Irrigation canals dug over a century ago out of the hard, black basalt throughout Central Oregon still function as reliable, Low-maintenance conveyance facilities. But they’re also prone to seepage. To conserve water, the Districts are working with the Deschutes River Conservancy and other partners to line their canals or even replace them with Large plastic or steel pipes. These conservation initiatives are a catalyst for higher instream flows beneficial for fish, wildlife and recreation, and creates opportunities for renewable hydropower development.
North Unit Irrigation District is undertaking the largest streamflow restoration initiative in Oregon’s histroy. When this project is complete, up to 220 cubic feet per second of water will be restored to the Crooked River, north of Smith Rock State Park.

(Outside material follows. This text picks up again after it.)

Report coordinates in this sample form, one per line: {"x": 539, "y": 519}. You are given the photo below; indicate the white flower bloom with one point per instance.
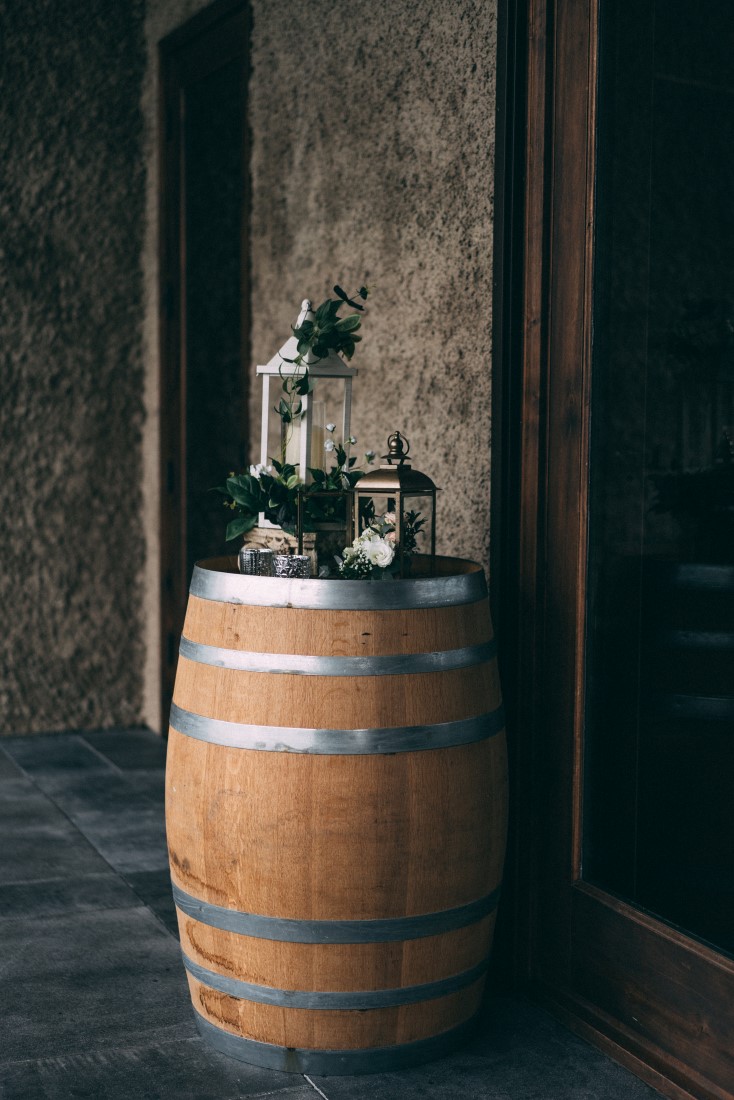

Nearly every diversion operated directly by the seven Districts includes a protective fish screen that meets state and federal standards. These screens prevent small fish from entering irrigation canals, enabling them to safely move downstream. With the major diversions screened, the Districts are turning their sights to the smaller diversions operated directly by their patrons. Some of these projects are groundbreaking.
Three Sisters Irrigation District teamed with the U.S.. Fores Service to completely eliminate fish blockage at its diversion structure, and construct innovative screens on its intake, thereby providing steelhead and resident trout safe, unobstructive access to several miles of Whychus Creek that were blocked for nearly a century.
Tumalo Irrigation District, in addition to their conserved water projects, has constructed new screens and ladders at their Ben and Tumalo Creek Diversions. These facilities allow fish to swim upstream and downstream over the diversions and keep fish, their eggs, and fry out of the irrigation canals and in the river.